Posted: 5/8/2006 8:38:08 AM
ha ha ha! Good one! Now Frrosty is a man with self esteem!
 juicyfruit_tn
Joined: 4/14/2006
Msg: 98
Are Men Intimidated By A Woman Who Is More Successful?
Posted: 5/8/2006 8:50:48 AM
Poor, poor man! you are missing out on some mighty fine woman with that kind of thinking. I am a very successful two career woman. My kids are raised and I have do not need a man with money. He does, however need to be able to pay his own bills and have a little extra for his hobbies what ever they may be. The terms Successfull, snob and high maintenance do not go hand in hand.
 EycePrincess
Joined: 3/21/2006
Msg: 99
Are Men Intimidated By A Woman Who Is More Successful?
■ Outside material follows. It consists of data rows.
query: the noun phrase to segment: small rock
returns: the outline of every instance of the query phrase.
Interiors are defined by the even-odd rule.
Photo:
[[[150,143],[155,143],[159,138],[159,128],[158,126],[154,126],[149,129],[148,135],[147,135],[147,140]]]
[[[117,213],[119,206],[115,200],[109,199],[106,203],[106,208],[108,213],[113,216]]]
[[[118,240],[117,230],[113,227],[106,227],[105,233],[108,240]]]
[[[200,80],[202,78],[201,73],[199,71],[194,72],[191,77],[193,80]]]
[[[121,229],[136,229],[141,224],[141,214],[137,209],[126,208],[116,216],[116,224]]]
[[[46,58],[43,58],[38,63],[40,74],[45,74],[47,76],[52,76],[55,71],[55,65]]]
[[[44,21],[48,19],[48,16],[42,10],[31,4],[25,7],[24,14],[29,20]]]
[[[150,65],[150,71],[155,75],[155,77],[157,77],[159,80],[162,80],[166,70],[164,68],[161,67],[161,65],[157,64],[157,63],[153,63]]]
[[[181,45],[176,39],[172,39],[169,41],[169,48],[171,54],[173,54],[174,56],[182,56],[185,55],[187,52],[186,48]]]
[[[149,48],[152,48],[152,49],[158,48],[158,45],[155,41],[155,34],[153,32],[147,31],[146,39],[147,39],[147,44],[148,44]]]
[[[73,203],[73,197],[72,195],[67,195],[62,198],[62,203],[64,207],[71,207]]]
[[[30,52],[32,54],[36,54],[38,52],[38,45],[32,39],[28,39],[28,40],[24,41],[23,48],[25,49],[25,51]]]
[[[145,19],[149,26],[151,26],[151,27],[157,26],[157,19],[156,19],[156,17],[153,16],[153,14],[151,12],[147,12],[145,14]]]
Posted: 5/8/2006 4:39:25 PM
You go, juicyfruit! Way to be an example for hard-working women all across America!
 AngelicusBraticus
Joined: 4/28/2006
Msg: 100
Are Men Intimidated By A Woman Who Is More Successful?
Posted: 5/8/2006 5:09:43 PM
I would never be intimidated, I would be proud of her. Then again, I would be proud of anyone I was dating, as long as they were doing something. Only time it would ever be a problem for me is if she were the type to hold it over you. But I would have the same problem for a man doing the same. The people are important, not the money associated with them.